And boy oh boy, does she go right for the throat:
For centuries the Roman Catholic Church and derivative Protestant religions have done everything in their power to obstruct freedom of thought, inquiry, and speech—from destroying heathen temples and texts, to torturing and executing heretics on a mass scale, to imprisoning Galileo and killing other early scientists, to—in modern times—censoring books and homeschooling children and incessantly threatening hellfire whenever they feel their grip slipping.
Still today, a frightening minority of Christians want to impose their biblical worldview on the rest of us by any means necessary. And that worldview includes truly ghastly concepts—like holy war, chosen people, male headship, blasphemy, genital mutilation, blood sacrifice, and eternal torture—all given the imprint of righteous authority by an inerrant Bible or infallible pope invoking the name of God. Biblical theocracy would look more like Saudi Arabia than America in the 21st Century.
The problem isn’t just religion.
Humanity’s future may depend on free thought and intellectual rigor, but instead of protecting these engines of innovation, many members of the Left and Right are retreating full-speed into a post-modern morass in which mindshare goes to the highest bidder, and each person or institution has the right to their own “facts.”
While the cultural Right frantically tries to re-impose old orthodoxies and hierarchies, the Left is busy imposing an orthodoxy of its own, one in which all opinions are created equal; only white Christian men can be confronted with uncomfortable truths; pontification privileges mirror those on the Right, but in reverse; and evidence—rather than dictating priorities—is simply, selectively, a narrative tool in the service of ideology.

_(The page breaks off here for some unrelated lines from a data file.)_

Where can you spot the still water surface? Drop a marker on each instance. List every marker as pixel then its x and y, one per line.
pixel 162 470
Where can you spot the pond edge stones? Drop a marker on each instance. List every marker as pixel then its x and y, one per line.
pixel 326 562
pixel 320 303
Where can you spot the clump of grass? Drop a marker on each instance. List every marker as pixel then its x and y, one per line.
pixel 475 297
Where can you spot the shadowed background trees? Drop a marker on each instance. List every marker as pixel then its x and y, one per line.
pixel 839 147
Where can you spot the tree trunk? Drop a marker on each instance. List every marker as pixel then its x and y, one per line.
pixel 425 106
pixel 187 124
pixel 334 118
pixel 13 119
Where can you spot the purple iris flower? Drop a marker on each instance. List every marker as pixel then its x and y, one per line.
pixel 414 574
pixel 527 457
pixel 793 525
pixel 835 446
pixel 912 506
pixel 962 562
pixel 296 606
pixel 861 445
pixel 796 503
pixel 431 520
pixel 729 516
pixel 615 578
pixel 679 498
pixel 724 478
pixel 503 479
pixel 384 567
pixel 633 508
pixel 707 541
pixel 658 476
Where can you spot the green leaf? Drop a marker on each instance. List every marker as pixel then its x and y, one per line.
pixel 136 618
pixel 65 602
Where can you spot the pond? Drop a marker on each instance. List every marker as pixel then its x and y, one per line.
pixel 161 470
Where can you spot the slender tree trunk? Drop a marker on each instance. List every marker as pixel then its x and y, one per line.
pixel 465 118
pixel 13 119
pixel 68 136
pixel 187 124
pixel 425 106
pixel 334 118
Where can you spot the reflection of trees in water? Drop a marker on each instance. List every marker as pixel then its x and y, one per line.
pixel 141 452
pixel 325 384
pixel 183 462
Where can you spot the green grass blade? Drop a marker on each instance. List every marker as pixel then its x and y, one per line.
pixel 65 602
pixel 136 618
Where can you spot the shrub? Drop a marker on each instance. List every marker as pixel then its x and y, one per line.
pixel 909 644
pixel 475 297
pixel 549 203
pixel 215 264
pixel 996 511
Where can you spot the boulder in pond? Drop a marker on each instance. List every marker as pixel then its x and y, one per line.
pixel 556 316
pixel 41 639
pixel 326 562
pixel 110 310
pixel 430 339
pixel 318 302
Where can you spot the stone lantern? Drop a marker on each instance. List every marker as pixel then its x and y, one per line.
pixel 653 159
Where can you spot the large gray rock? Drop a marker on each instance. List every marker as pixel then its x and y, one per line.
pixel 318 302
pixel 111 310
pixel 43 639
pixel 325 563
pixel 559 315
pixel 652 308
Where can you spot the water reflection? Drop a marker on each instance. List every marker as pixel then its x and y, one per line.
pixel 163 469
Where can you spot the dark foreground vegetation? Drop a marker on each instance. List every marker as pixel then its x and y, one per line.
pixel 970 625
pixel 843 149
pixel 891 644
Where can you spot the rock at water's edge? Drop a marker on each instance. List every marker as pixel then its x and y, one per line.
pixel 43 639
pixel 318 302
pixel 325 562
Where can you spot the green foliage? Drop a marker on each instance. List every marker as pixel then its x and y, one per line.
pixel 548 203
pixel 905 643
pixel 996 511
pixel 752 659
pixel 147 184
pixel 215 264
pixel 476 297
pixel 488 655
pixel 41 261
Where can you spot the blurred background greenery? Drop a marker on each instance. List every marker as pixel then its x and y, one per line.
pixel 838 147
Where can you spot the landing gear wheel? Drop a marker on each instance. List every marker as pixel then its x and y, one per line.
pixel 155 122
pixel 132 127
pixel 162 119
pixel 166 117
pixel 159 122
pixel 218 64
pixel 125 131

On both sides, feelings win arguments when logic and evidence fail. “I just know in my heart,” says the religious believer. “That offends me,” says the aggrieved social justice warrior, “Therefore, you must be racist or sexist or both.”
These positions abandon the most powerful tools we have to advance knowledge and solutions to problems. They also abandon real people.
Quite frankly, if Valerie Tarico is at all representative of even a small subset of what Fundies have growing within what are otherwise weirdly-insular “in the world, but not OF the world” cultic traps — then Fundies are in for a bumpy ride over the next few decades.